Client Alert: First CBAM Quarterly Reporting Period ends on January 31

Client Alert: First CBAM Quarterly Reporting Period

Summary 

On 1 October 2023, the European Union’s (EU) Carbon Border Adjustment Mechanism (CBAM) entered into the transitional phase, with the first reporting period covering carbon-intense goods imported during the period 1 October 2023 to 31 December 2023, ending on 31 January 2024. 

CBAM reporting declarants, businesses active in the cement, fertiliser, iron & steel, aluminium, electricity, and hydrogen sectors must file their first quarterly CBAM reports to comply with the respective EU regulations.  

The quarterly CBAM reporting must include:  

  • quantities of CBAM goods imported, specified per country of origin per production site where the goods are produced; 
  • embedded direct greenhouse gas emissions; 
  • the carbon price due in the country of origin. 

The CBAM represents a crucial component of the EU’s Green Deal which aims to set the bloc’s economy on the path to a green transition.  The CBAM imposes significant compliance and reporting obligations on businesses involved in the import of selected goods into the EU. These reporting obligations – which will concern more industries from 2026 and 2030 will cover all products that fall under the scope of the EU ETS – signal the start of a stricter approach of the EU towards harmonising trade relations and environmental sustainability. The CBAM quarterly reporting obligation remains in place until the end of 2025. 

This article provides an overview of the CBAM, and its implications for businesses, and outlines the new reporting requirements that were introduced with the transitional phase.  


Background of CBAM 

Introduced as part of the EU’s initiatives to achieve carbon neutrality by 2050, the CBAM serves as a key instrument to prevent carbon leakage and promote a global green transition. Its primary objective is to level the playing field for European industries by imposing a carbon cost on imports of certain goods from outside the EU. This mechanism ensures that ambitious climate policies in Europe do not lead to ‘carbon leakage’, whereby companies transfer production to countries with less stringent emissions constraints in order to circumvent strict EU constraints. It targets sectors with particularly high carbon emissions such as cement, fertilizers, iron and steel, electricity, hydrogen and aluminium.  

The CBAM is designed to complement the EU’s Emissions Trading System (ETS), to ensure that climate costs are reflected in the price of imports, just as they are for products produced within the EU in order to level the playing field for the EU industry. 


CBAM Reporting in General 

Under the CBAM, certain importers are required to report greenhouse gas emissions associated with the production of their goods. This reporting is critical for the EU to assess the carbon footprint of imported products and align them with the EU’s overall environmental goals.
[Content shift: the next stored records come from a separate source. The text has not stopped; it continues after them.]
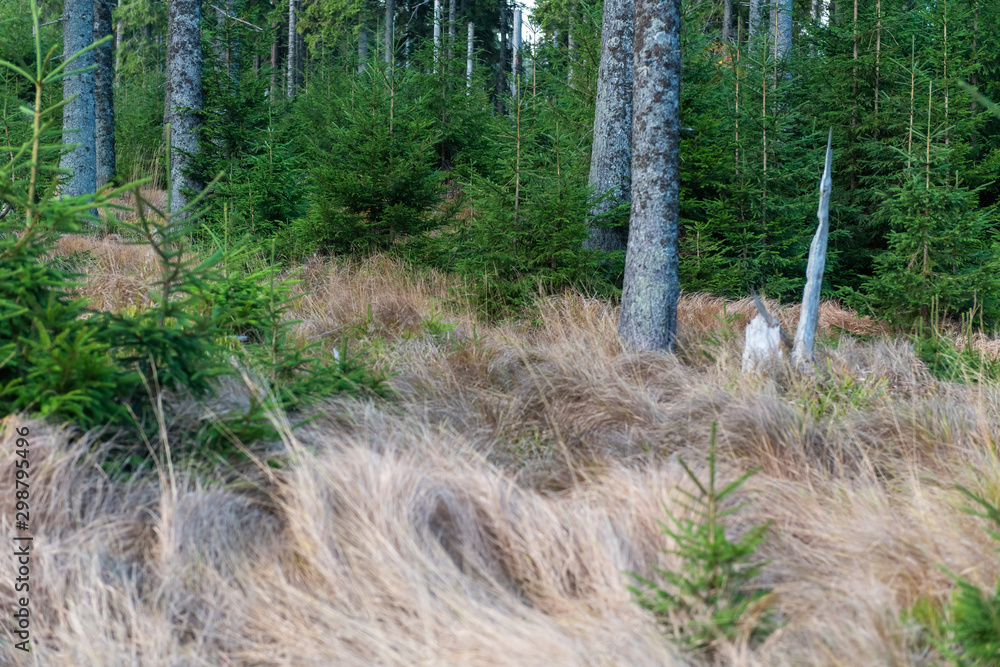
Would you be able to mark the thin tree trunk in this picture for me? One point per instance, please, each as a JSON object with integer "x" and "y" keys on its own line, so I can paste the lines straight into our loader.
{"x": 390, "y": 14}
{"x": 470, "y": 54}
{"x": 104, "y": 95}
{"x": 909, "y": 132}
{"x": 753, "y": 25}
{"x": 515, "y": 69}
{"x": 878, "y": 55}
{"x": 648, "y": 318}
{"x": 119, "y": 35}
{"x": 363, "y": 46}
{"x": 571, "y": 50}
{"x": 183, "y": 94}
{"x": 611, "y": 151}
{"x": 452, "y": 11}
{"x": 78, "y": 113}
{"x": 782, "y": 17}
{"x": 727, "y": 21}
{"x": 437, "y": 33}
{"x": 292, "y": 48}
{"x": 275, "y": 59}
{"x": 502, "y": 81}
The reporting process involves calculating the direct and indirect emissions associated with the production of imported goods, which is based on specific guidelines provided by the EU, which aim to standardize the reporting process and ensure fairness and transparency.  

Corporations will have three different options for reporting until the end of 2024, with either  

  • full reporting based on the incoming methodology (EU method),  
  • reporting on an equivalent method (three options), or  
  • reporting based on default reference values (only possible until July 2024).  

From January 2025, all reporting must occur following the EU method and estimates can only be used for complex goods if these estimations represent less than 20% of the total embedded emissions. The European Commission has set up a CBAM transitional registry for importers, available to businesses through the National Competent Authority (NCA) of the Member State in which the importer is established. 


Reporting obligations under the transitional phase of CBAM 

The transitional phase of the CBAM started on 1 October 2023, which aims to help businesses to prepare for the next stages of the CBAM, when a carbon price will be applied to imports based on data gathered after the filing of the initial reporting. In this phase, Importers must familiarize themselves with the reporting guidelines and ensure they are capable of accurately tracking and reporting emissions data. This means that importers of the relevant products into the EU will need to start keeping detailed records of the emissions associated with their products. 

In addition, as the first quarterly reporting period of the transitional phase will end on 31 January, importers active in the cement, fertiliser, iron & steel, aluminium, electricity, and hydrogen sectors must file their first quarterly CBAM reports to comply with the respective EU regulations. The quarterly reports must include (i) quantities of CBAM goods imported, specified per country of origin per production site where the goods are produced; (ii) embedded direct greenhouse gas emissions; and (iii) carbon price due in the country of origin. 

Non-compliance could result in penalties and could impact the ability to import into the EU market. 

The CBAM underscores the importance for companies engaged in importing specified goods into the EU to understand and prepare for the CBAM reporting requirements. It is not just a regulatory compliance issue but also a step towards a global transition that recognizes and attempts to mitigate the environmental costs of production and trade.